Preventing System Failures

Published: 2019-12-11 08:00:00
1792 words
7 pages
15 min to read
Type of paper: 
This essay has been submitted by a student. This is not an example of the work written by our professional essay writers.

There has been an increasing shift from manual-based systems to software systems. Software systems are increasingly becoming the backbone of every organization in the world. As a result, it is increasingly becoming inevitable to use software both as an individual and as an organization. Software systems bring added benefits. However, the benefits are not always easy to identify especially if the current partly software- or manual-based system is not running the business. The software may be introduced for easier control, efficiency, cutting operational costs, handling huge transactions, and so forth. But if the software is not designed well and properly thought out, it may not bring any advantages at all. The software can bring in two benefits: tactical and strategic benefits. Strategic benefits include those that improve the day-to-day organizational transactions while strategic benefits involve those benefits which improve the nature or ability of an organization. With their use in high-risk and mission-critical applications which not only impact on human lives and critical transactions, it is very important that software are defect-free and can remain stable for the entire time they are in use. However, despite testing for anticipated failures and ensuring there are zero defects, failures still occur. Table 1 is a summary of some of the most notable software failures which have occurred in the period 2012-2016 which resulted in not only disruptions but also the loss of resources. These failures could have been avoided.

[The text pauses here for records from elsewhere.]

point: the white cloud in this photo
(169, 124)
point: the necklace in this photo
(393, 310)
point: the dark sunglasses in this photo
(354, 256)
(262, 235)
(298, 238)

Year Month Organization Effect

2012 August Knight Capital $440 million loss in cash

2012 November United Airlines Thousands of passengers delayed

2012 November EnergyAustralia Wrong late payment charges

2013 June Facebook Private data of six million users exposed

2013 August US Nasdaq Online trade shutdown

2013 October US Government 30% insurance applications problems

2014 November Microsoft Users could not access apps and data

2014 December Brunswick Electric Power failure

2014 December Amazon Drastic price reductions to 1p

2015 March US Airforce Incorrect detection of targets

2015 August HSBC 275,000 payments delayed

2016 January NASA Global GPS timing anomaly

2016 February British Gas People's homes temp soar to 32C

2016 September British Airways Thousands of passengers delayed

Table 1 Showing a summary of the major software failures

Amazon System Software Failure

Amazon software glitch occurred on the eve of Christmas, and it took almost an hour. The problem began when a software used by third-party retailers to ensure that their products are one of the cheapest on the market malfunctioned and reduced prices of thousands of various items to as low as 1p. Items such as games, mattresses, batteries, clothing, headphones, and so forth which used to cost a lot suddenly began selling at 1p. The problem left many small family-run businesses with heavy losses with some companies facing closure. One trader, a dealer in games and toys, pointed out that it could have cost him 100,000. Due to the sudden drop in price, shoppers were buying more than one piece of each item with some buying up to 100 pieces of items which usually retail at 100,000 (Neate). Although Amazon tried to cancel orders that had not been dispatched, sellers complained that such cancellation had an effect on their customer rating. Still, some traders called requesting for cancellation, but some cancellations were unsuccessful because once the systems set everything moving it was difficult to stop because it becomes hard to involve human intervention (Neate). The software system failure not only resulted in reduced confidence in the automated pricing system but also huge losses to sellers. The software problem would have been avoided if the software program had been well-designed and also well-thought out with anticipation of such a kind of failure. The system designers would have designed it with a security feature which makes it hard for prices to fall below the cost price or standard minimum.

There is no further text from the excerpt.